In comparison to 2017, the 2018 fire season is a few weeks behind where it was a year ago. In the Missoula area, the Lolo Peak fire and several other large blazes sparked by lightning in the Rock Creek drainage east of there were already burning at this time last year. More locally, the Montana DNRC was managing a fire which grew to well over 1,000 acres, called Lazier 3, about 40 miles up the Thompson River corridor. The Sunrise fire, another fire started by lightning southeast of Superior, had already consumed several hundred acres as well.

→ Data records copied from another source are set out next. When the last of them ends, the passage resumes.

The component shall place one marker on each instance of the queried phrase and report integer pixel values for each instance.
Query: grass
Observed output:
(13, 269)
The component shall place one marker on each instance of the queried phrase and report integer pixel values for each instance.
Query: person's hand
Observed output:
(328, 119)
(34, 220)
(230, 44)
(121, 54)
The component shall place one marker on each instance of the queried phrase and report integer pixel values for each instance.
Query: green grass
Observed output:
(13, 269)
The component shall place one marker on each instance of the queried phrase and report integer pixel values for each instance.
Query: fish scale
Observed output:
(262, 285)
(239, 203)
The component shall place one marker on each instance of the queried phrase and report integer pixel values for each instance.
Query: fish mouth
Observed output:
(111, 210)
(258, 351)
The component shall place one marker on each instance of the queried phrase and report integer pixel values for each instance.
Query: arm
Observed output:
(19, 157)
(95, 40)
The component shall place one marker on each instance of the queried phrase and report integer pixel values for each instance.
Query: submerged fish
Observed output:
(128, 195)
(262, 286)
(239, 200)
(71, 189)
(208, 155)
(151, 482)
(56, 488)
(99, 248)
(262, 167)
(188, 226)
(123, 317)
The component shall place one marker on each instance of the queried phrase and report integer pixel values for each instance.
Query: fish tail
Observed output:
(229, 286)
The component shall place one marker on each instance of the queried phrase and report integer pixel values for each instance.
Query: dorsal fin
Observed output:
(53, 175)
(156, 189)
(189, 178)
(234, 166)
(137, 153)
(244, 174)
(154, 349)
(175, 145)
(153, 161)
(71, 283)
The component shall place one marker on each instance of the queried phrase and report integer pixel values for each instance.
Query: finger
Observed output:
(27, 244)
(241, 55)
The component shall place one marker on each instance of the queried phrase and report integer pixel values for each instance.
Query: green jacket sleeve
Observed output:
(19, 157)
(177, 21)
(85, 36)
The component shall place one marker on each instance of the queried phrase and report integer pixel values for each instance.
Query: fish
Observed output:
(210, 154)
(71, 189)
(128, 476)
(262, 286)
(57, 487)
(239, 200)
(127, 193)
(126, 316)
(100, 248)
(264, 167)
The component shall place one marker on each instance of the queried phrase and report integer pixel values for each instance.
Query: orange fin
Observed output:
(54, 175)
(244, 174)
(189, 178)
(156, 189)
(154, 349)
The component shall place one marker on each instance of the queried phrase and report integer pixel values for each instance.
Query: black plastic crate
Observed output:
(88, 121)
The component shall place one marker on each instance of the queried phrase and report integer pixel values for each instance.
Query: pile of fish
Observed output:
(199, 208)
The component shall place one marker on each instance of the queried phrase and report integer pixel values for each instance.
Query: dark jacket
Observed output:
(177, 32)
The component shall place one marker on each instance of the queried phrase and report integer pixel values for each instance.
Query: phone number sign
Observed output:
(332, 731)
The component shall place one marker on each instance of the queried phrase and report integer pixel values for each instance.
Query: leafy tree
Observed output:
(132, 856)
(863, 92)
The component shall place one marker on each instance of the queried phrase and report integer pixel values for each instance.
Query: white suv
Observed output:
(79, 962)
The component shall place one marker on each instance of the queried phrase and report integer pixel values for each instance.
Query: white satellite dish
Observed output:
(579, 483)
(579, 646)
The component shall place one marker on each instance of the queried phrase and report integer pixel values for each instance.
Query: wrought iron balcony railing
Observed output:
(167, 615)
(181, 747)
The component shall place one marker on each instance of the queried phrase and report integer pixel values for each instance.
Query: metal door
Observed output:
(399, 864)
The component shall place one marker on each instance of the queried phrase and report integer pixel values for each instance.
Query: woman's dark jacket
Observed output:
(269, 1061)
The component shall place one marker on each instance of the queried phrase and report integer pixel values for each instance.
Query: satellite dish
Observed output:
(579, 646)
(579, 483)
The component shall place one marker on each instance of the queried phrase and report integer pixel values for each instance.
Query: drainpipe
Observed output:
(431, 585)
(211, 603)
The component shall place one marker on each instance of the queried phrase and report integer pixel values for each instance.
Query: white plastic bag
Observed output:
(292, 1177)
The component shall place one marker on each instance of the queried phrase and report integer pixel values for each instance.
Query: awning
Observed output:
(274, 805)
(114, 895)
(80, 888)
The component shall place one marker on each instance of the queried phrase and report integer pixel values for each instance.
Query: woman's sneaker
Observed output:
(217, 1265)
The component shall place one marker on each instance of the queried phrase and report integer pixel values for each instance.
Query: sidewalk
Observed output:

Just back from a dispatch assignment in Silver City, N.M., Shaira Caldwell, a dispatcher at the Plains Dispatch Center, which administers initial attack responses on fires reported on DNRC and U.S. Forest Service protected lands in eastern Sanders County and western Mineral County, says her office is ready for the fire season to commence any time now.

“Mid-July is when our season usually starts getting busy,” she said. “We have responded to several small fires these past few weeks, but nothing has gotten too big yet.”

Caldwell says the three fires Plains Dispatch responded to most recently were all human-caused – by debris burning, fireworks and an escaped campfire.

Although the Plains/Thompson Falls area, part of the Lolo National Forest, is still listed as being in “moderate” conditions for fire spread, the Cabinet Ranger District in Trout Creek and the rest of the Kootenai National Forest to the west and north has moved their fire danger rating up to “high.”

Fire managers use ERCs as they are called, measurements of energy release components based on fuel moisture levels, to determine fire danger ratings.

“The Kootenai decided to move into high danger based on our ERCs,” Cabinet RD Fire Management Officer Jeff Muenster said. “Our dead fuels are very dry but the green component is still fairly wet.

“That is changing quickly though,” he added. “I was in Eureka last week and the grasses are already curing out there. If the dry weather continues the fire situation will continue to get worse.”

Lightning storms could be the wild card as to how the fire season eventually play out. Although there was a lot of lightning storms back in May and June, the storms have not been tracking this way more recently.

In the meantime, officials hope that people will not complicate the situation by starting any more wildfires.